Apenas três coisas
irritam minha filha pequena: comer, dormir e tomar banho. Ironicamente, tudo o
que eu mais gosto de fazer, depois de velho. Ela não: basta falar uma destas
três palavras para que se jogue no chão ou comece a miar. Parece um gato,
falando fino. Nunca está com fome (é claro, com minha esposa permitindo iogurte
antes do almoço fica difícil!), nunca está cansada e nunca quer entrar debaixo
do chuveiro. Obviamente, há desentendimento. Eu e ela discutimos. Esses dias
ela ficou tão aborrecida que me entregou um bilhete: “PAI QUERO QUE VOCE NAO
FALE MAIS COMIGU HOGE”.
Perguntou-me, na hora de
dormir, porque ela não podia mandar nos outros. “Seria assim: tudo o que eu
mandasse as pessoas fariam. Eu mandaria todo mundo brincar comigo, correr e me
dar brinquedos”, ela disse. Queria um mundo em que todos a obedecessem. Um
mundo em que todos pudessem comer iogurte antes do almoço, dormir de madrugada
e ter a sola do pé preta. Talvez fosse um mundo mais divertido, e me pergunto
em que momento virei minha mãe e passei a considerar banho, sono e comida algo
tão indispensável. Porém, um mundo em que podemos controlar tudo é também um
mundo chatíssimo.
Imagine um mundo em que
você é uma criança e pudesse controlar todas as pessoas. Em um primeiro momento
você faria apenas o que deseja, brincaria, comeria doces, dormiria tarde.
Ordenaria que todos brincassem daquilo que você quer. No segundo dia, a mesma
coisa. E assim por diante, até que depois de alguns dias você perceberia que
todos fazem as suas vontades apenas por que você os controla. Você sentiria uma
solidão. Ninguém estaria com você porque quer, mas por que é obrigado.

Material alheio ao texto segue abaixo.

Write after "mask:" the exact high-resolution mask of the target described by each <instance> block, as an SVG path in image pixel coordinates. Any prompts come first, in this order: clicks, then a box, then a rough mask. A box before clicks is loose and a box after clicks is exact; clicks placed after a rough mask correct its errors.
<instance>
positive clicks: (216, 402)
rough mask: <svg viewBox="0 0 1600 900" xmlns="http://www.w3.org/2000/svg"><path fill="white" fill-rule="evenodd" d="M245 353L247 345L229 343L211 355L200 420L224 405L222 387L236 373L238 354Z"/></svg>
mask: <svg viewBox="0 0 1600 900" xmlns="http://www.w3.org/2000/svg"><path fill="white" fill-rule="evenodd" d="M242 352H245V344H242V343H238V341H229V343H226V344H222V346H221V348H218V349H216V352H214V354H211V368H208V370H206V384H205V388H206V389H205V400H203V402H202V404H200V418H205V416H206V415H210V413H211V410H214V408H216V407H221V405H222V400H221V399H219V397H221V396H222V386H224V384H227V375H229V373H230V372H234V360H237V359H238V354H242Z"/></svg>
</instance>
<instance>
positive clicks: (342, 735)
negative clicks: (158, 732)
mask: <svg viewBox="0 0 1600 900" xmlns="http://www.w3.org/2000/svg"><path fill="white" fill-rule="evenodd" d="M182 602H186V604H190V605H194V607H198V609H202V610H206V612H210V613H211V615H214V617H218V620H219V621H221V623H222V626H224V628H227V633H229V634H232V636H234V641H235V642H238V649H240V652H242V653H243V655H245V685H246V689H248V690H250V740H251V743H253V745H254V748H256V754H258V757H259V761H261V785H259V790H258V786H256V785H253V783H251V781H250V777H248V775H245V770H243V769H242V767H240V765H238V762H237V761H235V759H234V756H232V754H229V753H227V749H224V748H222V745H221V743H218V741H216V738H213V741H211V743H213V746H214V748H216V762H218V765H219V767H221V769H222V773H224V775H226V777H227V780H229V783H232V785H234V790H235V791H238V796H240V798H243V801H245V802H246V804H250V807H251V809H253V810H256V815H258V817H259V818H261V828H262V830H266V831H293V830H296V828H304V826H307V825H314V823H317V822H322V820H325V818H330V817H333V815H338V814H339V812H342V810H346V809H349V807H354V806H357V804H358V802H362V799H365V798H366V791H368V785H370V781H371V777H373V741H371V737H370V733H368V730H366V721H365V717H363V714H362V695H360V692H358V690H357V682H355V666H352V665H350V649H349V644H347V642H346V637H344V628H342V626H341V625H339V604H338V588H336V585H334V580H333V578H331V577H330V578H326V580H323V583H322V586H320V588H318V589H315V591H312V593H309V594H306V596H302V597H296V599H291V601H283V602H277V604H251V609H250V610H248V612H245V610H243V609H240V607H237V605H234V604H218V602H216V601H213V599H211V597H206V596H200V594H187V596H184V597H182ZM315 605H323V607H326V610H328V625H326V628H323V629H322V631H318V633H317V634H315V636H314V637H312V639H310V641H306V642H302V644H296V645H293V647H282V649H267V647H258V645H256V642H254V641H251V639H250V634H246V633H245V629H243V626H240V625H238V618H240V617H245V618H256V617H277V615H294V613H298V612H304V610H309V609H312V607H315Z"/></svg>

Controlar tudo ao seu redor seria profundamente solitário.
Somos levados sempre a
sonhar com um mundo controlável. Tudo acontece como planejado, meus clientes
dizem sempre sim, os semáforos estão sempre verdes. Teríamos o trabalho dos
sonhos, namoraríamos quem quiséssemos. A pessoa que você ama estaria agora ao
seu lado, pois você a controla. Por mais divertido que fosse nos primeiros
meses, cansaria. Uma vida perfeita é plástica, falsa, solitária. A surpresa que
nos emociona. A imprevisibilidade que nos faz sentir vivos. Serendipidade.
Às vezes, as surpresas
trazem uma dor. Um divórcio. Uma demissão. Às vezes, um sofrimento que parece
que não vai acabar. Mas uma vida incontrolável é a única que nos surpreende com
um amigo novo, que nos aponta uma nova carreira, que nos apresenta um novo
amor. Uma vida incontrolável nos surpreende na esquina. Uma vida incontrolável
é a única que vale a pena. Mesmo que, em algum momento da vida, você tenha seis
anos de idade e seja obrigada a comer, tomar banho e dormir cedo.